Last year, I committed myself to the same affirmation feminist writer bell hooks used in her life: “I’m breaking old patterns and moving forward with my life.” This affirmation pushed me into a year of chasing my fears in all the dark corners of my life like a madman.

I don’t recommend anyone to embark on this kind of journey. If you live on a timeline. If you’re looking for success. If you don’t want to look like a fool. If you’re not prepared to have all your walls broken down. Don’t do it. But committing to this journey of self-discovery with all its beauty and pain, I do not regret any of it.

So, what is the first thing that comes into your mind that's keeping you away from growth?

For me, it was my unrequited love affair with writing. And so this journey of chasing my fears away started with my love and fear of writing, a contradictory thought. In the beginning of 2015, this existential crisis had a deep and negative impact in my relationship with both creative and academic writing. I was overwhelmed with bouts of anxiety and depression. The little confidence I had in writing dwindled down to a complete writing paralysis. I declared that this fear of writing had to go, and I was determined to chase the hell out of it.

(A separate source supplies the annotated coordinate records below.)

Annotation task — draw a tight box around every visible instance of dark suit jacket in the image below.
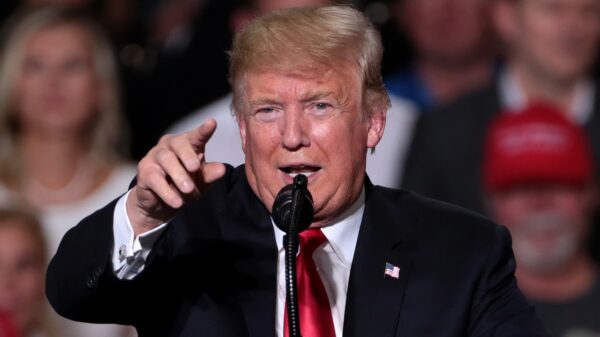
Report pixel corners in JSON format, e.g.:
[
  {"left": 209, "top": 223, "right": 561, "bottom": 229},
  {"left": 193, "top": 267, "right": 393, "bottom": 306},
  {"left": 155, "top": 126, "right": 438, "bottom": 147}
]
[
  {"left": 402, "top": 83, "right": 600, "bottom": 214},
  {"left": 47, "top": 166, "right": 544, "bottom": 337}
]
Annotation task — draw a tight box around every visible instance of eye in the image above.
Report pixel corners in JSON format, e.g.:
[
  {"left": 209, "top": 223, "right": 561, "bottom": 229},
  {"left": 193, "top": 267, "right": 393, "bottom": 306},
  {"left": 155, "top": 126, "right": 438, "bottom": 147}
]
[
  {"left": 23, "top": 58, "right": 44, "bottom": 74},
  {"left": 308, "top": 102, "right": 334, "bottom": 116},
  {"left": 254, "top": 106, "right": 280, "bottom": 122}
]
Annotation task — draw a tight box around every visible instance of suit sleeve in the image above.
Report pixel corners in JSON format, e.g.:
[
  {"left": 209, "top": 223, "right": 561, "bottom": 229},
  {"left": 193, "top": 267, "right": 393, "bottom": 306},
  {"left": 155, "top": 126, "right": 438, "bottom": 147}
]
[
  {"left": 46, "top": 196, "right": 178, "bottom": 325},
  {"left": 469, "top": 226, "right": 548, "bottom": 337}
]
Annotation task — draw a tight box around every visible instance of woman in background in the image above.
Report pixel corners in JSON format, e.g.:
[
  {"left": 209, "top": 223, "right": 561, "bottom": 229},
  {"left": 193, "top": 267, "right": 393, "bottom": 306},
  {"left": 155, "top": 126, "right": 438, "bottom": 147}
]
[
  {"left": 0, "top": 7, "right": 135, "bottom": 337},
  {"left": 0, "top": 208, "right": 51, "bottom": 337}
]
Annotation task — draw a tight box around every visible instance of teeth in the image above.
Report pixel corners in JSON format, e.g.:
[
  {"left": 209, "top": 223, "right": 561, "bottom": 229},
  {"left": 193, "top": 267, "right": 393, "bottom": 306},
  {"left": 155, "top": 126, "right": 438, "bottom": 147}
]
[{"left": 288, "top": 171, "right": 314, "bottom": 178}]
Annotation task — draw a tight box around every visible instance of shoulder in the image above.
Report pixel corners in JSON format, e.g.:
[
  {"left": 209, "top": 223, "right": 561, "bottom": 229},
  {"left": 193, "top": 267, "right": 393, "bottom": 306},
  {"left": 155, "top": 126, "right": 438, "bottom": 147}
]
[{"left": 370, "top": 186, "right": 510, "bottom": 258}]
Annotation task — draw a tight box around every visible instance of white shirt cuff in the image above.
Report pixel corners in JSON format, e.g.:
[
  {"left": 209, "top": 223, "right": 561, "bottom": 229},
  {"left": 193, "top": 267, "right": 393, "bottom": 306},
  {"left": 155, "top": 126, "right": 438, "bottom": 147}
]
[{"left": 112, "top": 191, "right": 168, "bottom": 280}]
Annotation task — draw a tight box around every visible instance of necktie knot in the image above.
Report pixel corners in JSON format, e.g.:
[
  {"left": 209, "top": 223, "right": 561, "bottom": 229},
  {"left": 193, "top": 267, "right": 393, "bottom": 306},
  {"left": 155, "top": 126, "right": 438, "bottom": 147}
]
[{"left": 300, "top": 228, "right": 327, "bottom": 256}]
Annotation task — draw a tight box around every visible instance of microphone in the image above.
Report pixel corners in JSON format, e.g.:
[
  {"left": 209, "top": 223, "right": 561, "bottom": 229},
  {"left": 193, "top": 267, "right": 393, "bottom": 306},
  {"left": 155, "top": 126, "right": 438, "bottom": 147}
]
[
  {"left": 271, "top": 174, "right": 314, "bottom": 234},
  {"left": 271, "top": 174, "right": 314, "bottom": 337}
]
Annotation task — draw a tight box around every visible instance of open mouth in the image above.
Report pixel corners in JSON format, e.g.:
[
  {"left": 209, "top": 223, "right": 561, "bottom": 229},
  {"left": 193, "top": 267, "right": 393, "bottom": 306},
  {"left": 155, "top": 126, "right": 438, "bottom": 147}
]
[{"left": 280, "top": 165, "right": 321, "bottom": 179}]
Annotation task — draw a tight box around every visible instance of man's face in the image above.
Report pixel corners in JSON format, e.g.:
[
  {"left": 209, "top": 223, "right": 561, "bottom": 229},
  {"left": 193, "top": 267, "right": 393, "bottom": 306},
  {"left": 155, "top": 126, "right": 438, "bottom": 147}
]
[
  {"left": 395, "top": 0, "right": 489, "bottom": 62},
  {"left": 508, "top": 0, "right": 600, "bottom": 81},
  {"left": 238, "top": 67, "right": 385, "bottom": 226},
  {"left": 490, "top": 184, "right": 593, "bottom": 273}
]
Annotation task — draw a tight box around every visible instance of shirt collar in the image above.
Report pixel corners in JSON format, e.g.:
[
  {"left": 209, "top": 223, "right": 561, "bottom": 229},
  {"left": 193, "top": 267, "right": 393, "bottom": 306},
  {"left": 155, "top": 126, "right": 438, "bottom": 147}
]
[
  {"left": 271, "top": 187, "right": 365, "bottom": 268},
  {"left": 499, "top": 68, "right": 596, "bottom": 125}
]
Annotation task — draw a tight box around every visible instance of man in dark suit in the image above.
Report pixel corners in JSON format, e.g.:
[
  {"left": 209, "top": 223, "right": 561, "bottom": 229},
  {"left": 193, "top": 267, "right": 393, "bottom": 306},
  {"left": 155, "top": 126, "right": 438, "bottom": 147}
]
[
  {"left": 402, "top": 0, "right": 600, "bottom": 213},
  {"left": 47, "top": 6, "right": 544, "bottom": 337}
]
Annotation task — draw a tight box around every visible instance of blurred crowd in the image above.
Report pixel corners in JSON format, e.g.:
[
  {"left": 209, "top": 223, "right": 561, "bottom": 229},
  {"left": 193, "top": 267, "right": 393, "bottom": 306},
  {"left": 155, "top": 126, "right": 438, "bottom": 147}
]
[{"left": 0, "top": 0, "right": 600, "bottom": 337}]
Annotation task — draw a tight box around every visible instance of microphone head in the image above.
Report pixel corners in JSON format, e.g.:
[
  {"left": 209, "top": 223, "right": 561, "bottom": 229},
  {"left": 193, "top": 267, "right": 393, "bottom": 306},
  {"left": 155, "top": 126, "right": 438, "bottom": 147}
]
[{"left": 271, "top": 174, "right": 314, "bottom": 233}]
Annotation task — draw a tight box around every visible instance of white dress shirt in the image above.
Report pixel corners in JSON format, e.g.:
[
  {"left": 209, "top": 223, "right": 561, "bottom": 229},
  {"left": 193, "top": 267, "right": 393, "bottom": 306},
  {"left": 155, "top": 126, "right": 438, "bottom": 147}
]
[{"left": 112, "top": 188, "right": 365, "bottom": 337}]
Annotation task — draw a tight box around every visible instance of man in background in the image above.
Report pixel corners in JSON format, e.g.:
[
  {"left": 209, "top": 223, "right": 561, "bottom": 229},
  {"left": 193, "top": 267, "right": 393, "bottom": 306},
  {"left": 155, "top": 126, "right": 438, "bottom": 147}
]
[
  {"left": 483, "top": 105, "right": 600, "bottom": 337},
  {"left": 385, "top": 0, "right": 494, "bottom": 110},
  {"left": 402, "top": 0, "right": 600, "bottom": 212}
]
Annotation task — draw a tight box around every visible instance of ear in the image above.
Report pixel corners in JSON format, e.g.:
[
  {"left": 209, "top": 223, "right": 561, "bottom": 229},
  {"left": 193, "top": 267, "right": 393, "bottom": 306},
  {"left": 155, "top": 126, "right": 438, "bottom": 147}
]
[
  {"left": 367, "top": 103, "right": 387, "bottom": 149},
  {"left": 235, "top": 113, "right": 247, "bottom": 153}
]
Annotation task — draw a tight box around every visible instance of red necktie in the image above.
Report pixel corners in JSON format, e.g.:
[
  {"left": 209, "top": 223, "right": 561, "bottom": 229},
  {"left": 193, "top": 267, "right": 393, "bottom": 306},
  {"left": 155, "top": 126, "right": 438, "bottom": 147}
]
[{"left": 283, "top": 228, "right": 335, "bottom": 337}]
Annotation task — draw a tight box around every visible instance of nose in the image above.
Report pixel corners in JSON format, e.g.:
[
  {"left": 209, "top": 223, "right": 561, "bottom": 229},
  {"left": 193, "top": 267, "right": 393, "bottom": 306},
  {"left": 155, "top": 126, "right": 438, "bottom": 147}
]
[{"left": 280, "top": 107, "right": 310, "bottom": 151}]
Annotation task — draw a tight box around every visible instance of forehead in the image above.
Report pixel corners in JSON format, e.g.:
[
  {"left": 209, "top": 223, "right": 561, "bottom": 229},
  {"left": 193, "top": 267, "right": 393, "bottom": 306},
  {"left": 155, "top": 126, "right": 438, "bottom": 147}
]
[{"left": 242, "top": 66, "right": 361, "bottom": 100}]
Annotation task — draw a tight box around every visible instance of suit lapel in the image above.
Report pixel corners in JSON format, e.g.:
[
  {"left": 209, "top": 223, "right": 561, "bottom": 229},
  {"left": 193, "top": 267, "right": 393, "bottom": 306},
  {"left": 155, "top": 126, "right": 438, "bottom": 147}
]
[
  {"left": 220, "top": 166, "right": 277, "bottom": 337},
  {"left": 344, "top": 181, "right": 412, "bottom": 337}
]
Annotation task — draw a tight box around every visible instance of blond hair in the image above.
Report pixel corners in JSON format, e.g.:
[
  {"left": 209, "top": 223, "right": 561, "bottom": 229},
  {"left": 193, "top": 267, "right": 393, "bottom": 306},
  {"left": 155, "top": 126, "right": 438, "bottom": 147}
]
[
  {"left": 0, "top": 7, "right": 126, "bottom": 185},
  {"left": 229, "top": 5, "right": 390, "bottom": 115}
]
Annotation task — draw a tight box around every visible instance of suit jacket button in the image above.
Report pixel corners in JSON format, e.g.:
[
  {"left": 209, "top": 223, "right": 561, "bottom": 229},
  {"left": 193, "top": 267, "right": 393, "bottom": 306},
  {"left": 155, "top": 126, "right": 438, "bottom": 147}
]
[{"left": 85, "top": 277, "right": 96, "bottom": 289}]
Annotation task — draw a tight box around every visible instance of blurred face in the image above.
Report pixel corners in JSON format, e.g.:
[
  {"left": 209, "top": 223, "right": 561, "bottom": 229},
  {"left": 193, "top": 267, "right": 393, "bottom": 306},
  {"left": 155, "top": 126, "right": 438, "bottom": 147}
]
[
  {"left": 17, "top": 25, "right": 98, "bottom": 135},
  {"left": 396, "top": 0, "right": 489, "bottom": 62},
  {"left": 238, "top": 67, "right": 385, "bottom": 227},
  {"left": 0, "top": 220, "right": 44, "bottom": 331},
  {"left": 508, "top": 0, "right": 600, "bottom": 80},
  {"left": 490, "top": 184, "right": 593, "bottom": 273}
]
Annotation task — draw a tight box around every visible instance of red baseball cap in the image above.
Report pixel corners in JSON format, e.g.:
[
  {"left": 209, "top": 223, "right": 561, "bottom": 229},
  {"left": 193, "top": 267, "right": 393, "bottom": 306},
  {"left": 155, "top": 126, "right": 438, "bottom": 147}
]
[{"left": 483, "top": 103, "right": 594, "bottom": 191}]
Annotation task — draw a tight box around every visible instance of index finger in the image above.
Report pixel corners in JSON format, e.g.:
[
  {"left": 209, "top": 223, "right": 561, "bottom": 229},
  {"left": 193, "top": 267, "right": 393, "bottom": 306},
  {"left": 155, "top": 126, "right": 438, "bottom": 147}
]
[{"left": 189, "top": 118, "right": 217, "bottom": 152}]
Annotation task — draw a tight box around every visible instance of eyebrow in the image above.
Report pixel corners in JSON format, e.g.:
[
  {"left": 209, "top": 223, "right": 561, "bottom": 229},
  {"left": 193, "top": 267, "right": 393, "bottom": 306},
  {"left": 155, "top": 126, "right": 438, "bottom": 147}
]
[
  {"left": 300, "top": 91, "right": 335, "bottom": 102},
  {"left": 249, "top": 91, "right": 335, "bottom": 106}
]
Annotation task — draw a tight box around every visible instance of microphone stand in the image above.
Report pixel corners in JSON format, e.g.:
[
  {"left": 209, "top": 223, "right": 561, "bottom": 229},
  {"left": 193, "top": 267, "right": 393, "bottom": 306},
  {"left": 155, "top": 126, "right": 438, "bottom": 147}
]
[
  {"left": 271, "top": 174, "right": 313, "bottom": 337},
  {"left": 283, "top": 175, "right": 307, "bottom": 337}
]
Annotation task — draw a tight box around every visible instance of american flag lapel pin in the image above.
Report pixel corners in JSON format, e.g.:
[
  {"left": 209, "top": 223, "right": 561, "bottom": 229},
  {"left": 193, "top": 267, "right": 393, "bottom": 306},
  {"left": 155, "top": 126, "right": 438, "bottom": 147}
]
[{"left": 383, "top": 262, "right": 400, "bottom": 279}]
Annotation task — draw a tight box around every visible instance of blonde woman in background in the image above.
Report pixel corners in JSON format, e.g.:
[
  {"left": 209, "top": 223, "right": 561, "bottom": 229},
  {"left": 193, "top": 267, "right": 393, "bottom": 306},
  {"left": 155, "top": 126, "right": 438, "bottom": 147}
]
[{"left": 0, "top": 7, "right": 135, "bottom": 337}]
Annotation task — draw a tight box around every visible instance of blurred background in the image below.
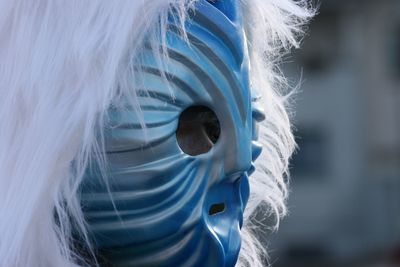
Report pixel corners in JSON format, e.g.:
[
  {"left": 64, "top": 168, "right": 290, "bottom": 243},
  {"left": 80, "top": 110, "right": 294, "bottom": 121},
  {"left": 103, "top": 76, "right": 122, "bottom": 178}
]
[{"left": 269, "top": 0, "right": 400, "bottom": 267}]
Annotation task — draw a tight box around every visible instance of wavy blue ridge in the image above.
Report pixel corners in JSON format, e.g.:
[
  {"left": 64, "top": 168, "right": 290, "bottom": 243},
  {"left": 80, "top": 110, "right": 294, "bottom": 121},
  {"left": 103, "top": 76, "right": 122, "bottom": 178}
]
[{"left": 81, "top": 0, "right": 264, "bottom": 267}]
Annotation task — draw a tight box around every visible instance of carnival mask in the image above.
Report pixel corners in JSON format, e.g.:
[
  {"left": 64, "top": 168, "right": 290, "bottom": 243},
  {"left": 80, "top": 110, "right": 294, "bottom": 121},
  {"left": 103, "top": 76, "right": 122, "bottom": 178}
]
[{"left": 81, "top": 0, "right": 264, "bottom": 266}]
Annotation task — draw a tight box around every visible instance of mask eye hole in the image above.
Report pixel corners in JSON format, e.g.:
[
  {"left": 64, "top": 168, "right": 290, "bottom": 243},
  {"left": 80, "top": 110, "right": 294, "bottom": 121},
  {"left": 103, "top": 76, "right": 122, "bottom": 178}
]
[{"left": 176, "top": 106, "right": 221, "bottom": 156}]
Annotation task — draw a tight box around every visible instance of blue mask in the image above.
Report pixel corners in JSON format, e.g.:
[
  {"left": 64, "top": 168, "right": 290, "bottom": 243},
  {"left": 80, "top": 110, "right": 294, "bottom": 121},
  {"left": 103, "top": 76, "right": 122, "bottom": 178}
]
[{"left": 81, "top": 1, "right": 263, "bottom": 267}]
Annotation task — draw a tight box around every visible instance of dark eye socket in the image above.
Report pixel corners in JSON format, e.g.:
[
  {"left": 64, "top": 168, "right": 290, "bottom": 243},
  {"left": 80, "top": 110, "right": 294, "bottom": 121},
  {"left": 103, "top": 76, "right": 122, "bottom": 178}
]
[{"left": 176, "top": 106, "right": 221, "bottom": 156}]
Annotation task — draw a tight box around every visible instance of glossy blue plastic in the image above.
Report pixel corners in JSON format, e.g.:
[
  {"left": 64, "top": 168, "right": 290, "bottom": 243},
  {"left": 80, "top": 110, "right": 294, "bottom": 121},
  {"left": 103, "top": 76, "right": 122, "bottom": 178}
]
[{"left": 81, "top": 1, "right": 264, "bottom": 267}]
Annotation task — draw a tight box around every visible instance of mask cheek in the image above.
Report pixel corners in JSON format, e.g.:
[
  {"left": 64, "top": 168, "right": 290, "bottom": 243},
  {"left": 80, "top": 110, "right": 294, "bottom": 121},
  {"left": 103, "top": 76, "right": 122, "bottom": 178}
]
[{"left": 203, "top": 179, "right": 244, "bottom": 266}]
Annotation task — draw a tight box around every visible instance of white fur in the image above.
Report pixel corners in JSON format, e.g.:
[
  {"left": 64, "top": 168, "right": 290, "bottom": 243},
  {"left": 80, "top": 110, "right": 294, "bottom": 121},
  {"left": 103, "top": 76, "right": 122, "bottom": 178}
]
[{"left": 0, "top": 0, "right": 310, "bottom": 267}]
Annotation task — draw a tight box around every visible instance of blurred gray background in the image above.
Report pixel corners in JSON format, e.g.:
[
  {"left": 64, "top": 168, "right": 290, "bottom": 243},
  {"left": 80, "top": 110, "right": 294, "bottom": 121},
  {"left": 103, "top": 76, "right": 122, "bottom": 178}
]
[{"left": 268, "top": 0, "right": 400, "bottom": 267}]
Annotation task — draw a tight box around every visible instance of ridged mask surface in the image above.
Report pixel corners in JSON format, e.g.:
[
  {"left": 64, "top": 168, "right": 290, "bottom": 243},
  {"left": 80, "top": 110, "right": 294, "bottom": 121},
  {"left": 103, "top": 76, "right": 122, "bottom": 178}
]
[{"left": 81, "top": 1, "right": 264, "bottom": 267}]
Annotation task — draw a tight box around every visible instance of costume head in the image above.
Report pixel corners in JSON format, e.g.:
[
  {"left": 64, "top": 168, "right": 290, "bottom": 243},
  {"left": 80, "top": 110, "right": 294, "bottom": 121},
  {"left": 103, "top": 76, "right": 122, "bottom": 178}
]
[{"left": 0, "top": 0, "right": 310, "bottom": 266}]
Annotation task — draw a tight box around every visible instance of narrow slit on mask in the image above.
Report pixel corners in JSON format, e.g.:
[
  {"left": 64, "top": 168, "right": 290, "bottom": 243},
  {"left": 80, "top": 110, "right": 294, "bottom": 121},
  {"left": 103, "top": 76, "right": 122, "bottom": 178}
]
[{"left": 208, "top": 203, "right": 225, "bottom": 215}]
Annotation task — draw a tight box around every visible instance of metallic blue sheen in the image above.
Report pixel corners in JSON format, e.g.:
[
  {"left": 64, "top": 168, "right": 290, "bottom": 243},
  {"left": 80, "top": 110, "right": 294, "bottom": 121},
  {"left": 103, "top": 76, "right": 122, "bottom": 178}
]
[{"left": 81, "top": 1, "right": 264, "bottom": 267}]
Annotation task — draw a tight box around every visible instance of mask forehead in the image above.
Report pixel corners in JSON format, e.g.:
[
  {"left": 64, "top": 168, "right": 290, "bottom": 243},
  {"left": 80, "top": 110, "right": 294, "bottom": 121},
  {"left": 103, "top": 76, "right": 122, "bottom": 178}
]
[{"left": 82, "top": 1, "right": 259, "bottom": 266}]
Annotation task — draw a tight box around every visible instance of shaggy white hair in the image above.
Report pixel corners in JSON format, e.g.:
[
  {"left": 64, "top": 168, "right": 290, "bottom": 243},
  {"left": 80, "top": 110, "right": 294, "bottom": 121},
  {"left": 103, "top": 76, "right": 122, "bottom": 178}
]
[{"left": 0, "top": 0, "right": 312, "bottom": 267}]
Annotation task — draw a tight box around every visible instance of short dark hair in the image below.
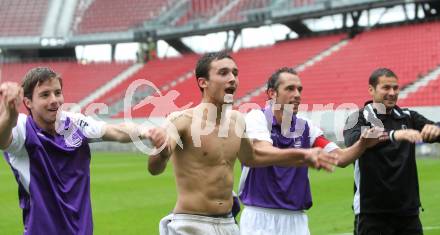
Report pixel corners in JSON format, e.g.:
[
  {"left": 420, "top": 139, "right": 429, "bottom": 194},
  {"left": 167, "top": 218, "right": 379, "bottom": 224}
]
[
  {"left": 368, "top": 68, "right": 397, "bottom": 88},
  {"left": 266, "top": 67, "right": 298, "bottom": 94},
  {"left": 21, "top": 67, "right": 63, "bottom": 100},
  {"left": 196, "top": 51, "right": 234, "bottom": 92}
]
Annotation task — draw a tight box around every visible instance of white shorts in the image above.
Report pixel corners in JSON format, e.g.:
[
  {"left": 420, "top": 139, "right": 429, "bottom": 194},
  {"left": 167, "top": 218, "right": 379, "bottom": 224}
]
[
  {"left": 240, "top": 206, "right": 310, "bottom": 235},
  {"left": 159, "top": 214, "right": 240, "bottom": 235}
]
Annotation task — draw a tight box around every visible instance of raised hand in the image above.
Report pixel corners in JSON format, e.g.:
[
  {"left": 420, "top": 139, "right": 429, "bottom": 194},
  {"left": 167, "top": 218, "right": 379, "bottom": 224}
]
[
  {"left": 305, "top": 148, "right": 338, "bottom": 172},
  {"left": 145, "top": 127, "right": 170, "bottom": 157},
  {"left": 394, "top": 129, "right": 423, "bottom": 143},
  {"left": 0, "top": 82, "right": 23, "bottom": 118},
  {"left": 360, "top": 127, "right": 389, "bottom": 148},
  {"left": 420, "top": 124, "right": 440, "bottom": 142}
]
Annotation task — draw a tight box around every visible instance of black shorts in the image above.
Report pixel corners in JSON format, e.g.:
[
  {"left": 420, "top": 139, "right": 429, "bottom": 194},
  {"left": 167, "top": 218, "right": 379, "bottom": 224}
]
[{"left": 354, "top": 214, "right": 423, "bottom": 235}]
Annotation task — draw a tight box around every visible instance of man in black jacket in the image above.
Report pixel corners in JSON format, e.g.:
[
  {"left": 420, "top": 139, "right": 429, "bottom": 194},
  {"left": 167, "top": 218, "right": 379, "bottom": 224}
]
[{"left": 344, "top": 68, "right": 440, "bottom": 235}]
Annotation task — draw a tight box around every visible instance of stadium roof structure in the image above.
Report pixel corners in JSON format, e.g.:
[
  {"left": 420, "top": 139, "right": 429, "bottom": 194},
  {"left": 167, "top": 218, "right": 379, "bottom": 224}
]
[{"left": 0, "top": 0, "right": 440, "bottom": 55}]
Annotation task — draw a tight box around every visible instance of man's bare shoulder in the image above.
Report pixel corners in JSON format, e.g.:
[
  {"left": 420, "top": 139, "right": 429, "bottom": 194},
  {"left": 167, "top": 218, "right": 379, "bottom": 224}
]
[{"left": 167, "top": 108, "right": 193, "bottom": 129}]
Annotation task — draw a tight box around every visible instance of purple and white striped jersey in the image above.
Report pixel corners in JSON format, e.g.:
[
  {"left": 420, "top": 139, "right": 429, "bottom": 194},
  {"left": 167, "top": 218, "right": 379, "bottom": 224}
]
[
  {"left": 5, "top": 112, "right": 105, "bottom": 234},
  {"left": 239, "top": 107, "right": 338, "bottom": 211}
]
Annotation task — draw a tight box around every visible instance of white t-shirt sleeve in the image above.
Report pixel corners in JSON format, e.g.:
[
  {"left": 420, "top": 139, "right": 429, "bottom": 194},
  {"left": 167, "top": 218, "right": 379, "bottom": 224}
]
[
  {"left": 61, "top": 112, "right": 106, "bottom": 142},
  {"left": 307, "top": 121, "right": 339, "bottom": 153},
  {"left": 5, "top": 113, "right": 27, "bottom": 154},
  {"left": 245, "top": 109, "right": 273, "bottom": 144}
]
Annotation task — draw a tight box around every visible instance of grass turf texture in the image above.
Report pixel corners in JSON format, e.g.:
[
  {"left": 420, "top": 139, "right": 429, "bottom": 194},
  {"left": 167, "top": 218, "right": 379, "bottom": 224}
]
[{"left": 0, "top": 153, "right": 440, "bottom": 235}]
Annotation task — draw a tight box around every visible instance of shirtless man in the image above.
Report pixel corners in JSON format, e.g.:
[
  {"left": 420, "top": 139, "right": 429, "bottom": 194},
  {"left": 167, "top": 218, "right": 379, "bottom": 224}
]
[{"left": 148, "top": 52, "right": 337, "bottom": 235}]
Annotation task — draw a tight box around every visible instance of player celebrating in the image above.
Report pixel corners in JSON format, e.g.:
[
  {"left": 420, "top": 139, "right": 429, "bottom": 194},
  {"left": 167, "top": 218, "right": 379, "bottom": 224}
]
[{"left": 0, "top": 68, "right": 153, "bottom": 235}]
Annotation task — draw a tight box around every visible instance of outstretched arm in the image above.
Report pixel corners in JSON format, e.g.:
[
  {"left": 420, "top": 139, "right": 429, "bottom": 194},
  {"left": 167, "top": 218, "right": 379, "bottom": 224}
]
[
  {"left": 239, "top": 138, "right": 337, "bottom": 171},
  {"left": 336, "top": 127, "right": 389, "bottom": 167},
  {"left": 102, "top": 122, "right": 148, "bottom": 143},
  {"left": 148, "top": 112, "right": 185, "bottom": 175},
  {"left": 0, "top": 82, "right": 23, "bottom": 149}
]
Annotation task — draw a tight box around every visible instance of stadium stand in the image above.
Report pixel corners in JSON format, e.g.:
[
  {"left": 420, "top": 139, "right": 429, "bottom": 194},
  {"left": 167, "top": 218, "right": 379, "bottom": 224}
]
[
  {"left": 175, "top": 0, "right": 230, "bottom": 26},
  {"left": 0, "top": 0, "right": 48, "bottom": 37},
  {"left": 219, "top": 0, "right": 270, "bottom": 23},
  {"left": 111, "top": 34, "right": 345, "bottom": 117},
  {"left": 286, "top": 22, "right": 440, "bottom": 106},
  {"left": 398, "top": 76, "right": 440, "bottom": 107},
  {"left": 74, "top": 0, "right": 175, "bottom": 34},
  {"left": 94, "top": 55, "right": 198, "bottom": 116}
]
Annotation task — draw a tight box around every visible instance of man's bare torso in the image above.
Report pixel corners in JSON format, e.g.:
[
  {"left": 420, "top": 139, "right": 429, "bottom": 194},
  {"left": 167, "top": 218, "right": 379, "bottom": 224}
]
[{"left": 172, "top": 106, "right": 241, "bottom": 215}]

Fear is like a stranger living in your own home. You know it’s there lurking like a ghost, but kept away from you with a careful distance. So my strategy was to face fear everyday until I get so comfortable that fear gets uncomfortable and decides to leave.

And so I put myself into situations where I gave myself little room to escape from my fear. I enrolled for a bunch of writing-intensive classes and signed up to write for The Daily Targum. I believed that I needed this much pressure — it’s all or nothing. If I’m so paralyzed by this fear, then that means I will fail and I will fail hard. This was my ultimatum to myself.

This battle was not a one-hit wonder. When I started into this journey, my writing was lackluster because I knew it lacked my soul’s voice. But as I grew to be more public with my writing, being open to criticism gave way to an abundance of affirmations that pushed me to keep writing on.

At the same time, something deep inside me knew that the principle, “the personal is political” would carry through my writings. This statement requires of me to be vulnerable to myself and others.

Through my multi-faceted identities, I know that living on the intersection means striving to be aware of how my life experiences can be a point of departure for political and social commentary. Not as a means to compare to struggles, but to shed on light on the lived experiences that connects us marginalized folks together.

And through writing I was able to open my ear’s doors to my soul’s rhythm. Also behind this door exist the deeper parts of myself, where deeper insecurities and fears dwell. This yearning for myself pushed me through fear’s door. And it does not guarantee an easy life, but the struggle brought growth and courage to let the soul take the front center stage of primal decision. Often our thoughts are muddled by other voices convincing us to go to different directions. As a queer person of color struggling to just get by, oppressive forces don’t want me, or anyone like me, to write. They are there to silence us with low wages, mental illness, a nine-to-five and all the other factors that keep us from speaking out.

How does your soul yearn to speak out? For me, it’s through art and writing. I later discovered that writing was not my fear. Instead, it was a gateway kept away from me to face my truths which revealed the lies that I held on to. It was a demonstration of how my radical self-love is a political act.

Committing to battle with fear takes time. Even if I went overdrive, life is still full of struggles. So if someone out there is going through similar struggles. Keep fighting the good fight, but be patient with yourself. It’s okay to fall down. Remember that self-love cannot exist without self-compassion and self-care. And you don’t have to do this on your own. Lastly, surround yourself with a community that makes you laugh, that is shaped with a dozen shoulders to cry on and that is built on nurturing one another’s spiritual growth.

Rachel Landingin is a School of Arts and Sciences junior majoring in journalism and media studies with minors in art history and digital, media and information technology. Her column, “Reason in Revolt,” runs on alternate Mondays.